O som de lamento, de melancolia, é o da voz cantada, tendo a música letra ou não. Repare no choro das crianças, das mulheres – e dos homens, quando têm coragem de mostrar seus sentimentos. É assim que, metrificada e flutuando sobre uma melodia, a voz adquire maior expressão. Ouça as “Paixões” (segundo João ou Mateus) de Bach, inspiradas na agonia de Cristo. Alban Berg compôs seu magistral “Concerto para violino – à memória de um anjo” -, dedicado a Manon Gropius, filha de Alma Mahler e Walter Gropius, belíssima jovem falecida aos dezoito anos. O concerto de Berg é uma peça envolvente e triste, mas talvez não tanto quanto a “Pavana para uma princesa defunta” (1889), de Ravel, o mesmo do famoso “Bolero”; densa e plangente é a “Marcha Fúnebre” da 3ª Sinfonia de Beethoven (“Eroica”). E há as peças especiais, como os ‘requiems’ de Mozart, Fauré, Berlioz, Brahms e Britten.

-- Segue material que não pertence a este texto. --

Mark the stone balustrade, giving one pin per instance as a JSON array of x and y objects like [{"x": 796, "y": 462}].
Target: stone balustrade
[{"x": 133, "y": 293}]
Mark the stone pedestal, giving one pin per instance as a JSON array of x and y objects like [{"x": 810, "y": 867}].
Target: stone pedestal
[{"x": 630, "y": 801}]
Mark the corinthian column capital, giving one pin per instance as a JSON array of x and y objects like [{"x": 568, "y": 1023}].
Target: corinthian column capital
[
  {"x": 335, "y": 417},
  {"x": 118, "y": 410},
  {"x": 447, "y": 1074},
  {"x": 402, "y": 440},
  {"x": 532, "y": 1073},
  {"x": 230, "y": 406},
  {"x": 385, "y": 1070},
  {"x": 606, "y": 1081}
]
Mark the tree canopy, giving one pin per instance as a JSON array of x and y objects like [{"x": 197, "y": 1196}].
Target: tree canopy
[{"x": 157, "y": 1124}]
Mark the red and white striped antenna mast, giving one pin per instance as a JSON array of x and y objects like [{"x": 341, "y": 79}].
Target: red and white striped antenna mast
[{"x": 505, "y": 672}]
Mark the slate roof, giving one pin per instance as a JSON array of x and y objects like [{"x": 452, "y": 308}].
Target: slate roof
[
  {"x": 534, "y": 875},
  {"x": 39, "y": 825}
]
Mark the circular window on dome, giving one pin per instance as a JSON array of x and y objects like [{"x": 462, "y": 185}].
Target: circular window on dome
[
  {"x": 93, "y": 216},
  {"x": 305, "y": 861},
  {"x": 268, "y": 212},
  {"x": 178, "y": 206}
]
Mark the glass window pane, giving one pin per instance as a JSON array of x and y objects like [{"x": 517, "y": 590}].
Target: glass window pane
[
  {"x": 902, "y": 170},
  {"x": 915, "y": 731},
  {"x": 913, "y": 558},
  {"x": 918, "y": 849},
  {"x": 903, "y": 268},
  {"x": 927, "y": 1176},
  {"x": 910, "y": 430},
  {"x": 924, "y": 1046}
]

Ironicamente, Beethoven compôs o coral “Ode à alegria”, musicado sobre poema de Schiller, que eterniza sua obra-prima, a “Nona Sinfonia”, no quarto movimento. Um homem conhecido pelo sofrimento e pela autodestruição, portador de diversas doenças, exalta a grandeza do ser humano, construindo para ele o mais sublime elogio à felicidade, que traz um famoso solo de barítono conclamando: “O Freunde, nicht diese Töne!” – “Oh, amigos, não nesses tons! / Ao contrário, vamos levantar nossas vozes / com tons mais agradáveis / e sons mais alegres / alegria! Alegria! / (...) Alegria, a linda centelha do Divino” (trad. livre). Beethoven, então, já estava totalmente surdo e doente, vindo a sobreviver mais três anos. Antevendo a agonia, no final restou-lhe exaltar a felicidade. Amen.
(Publicado em ‘O Progresso’ de 1 de outubro de 2011).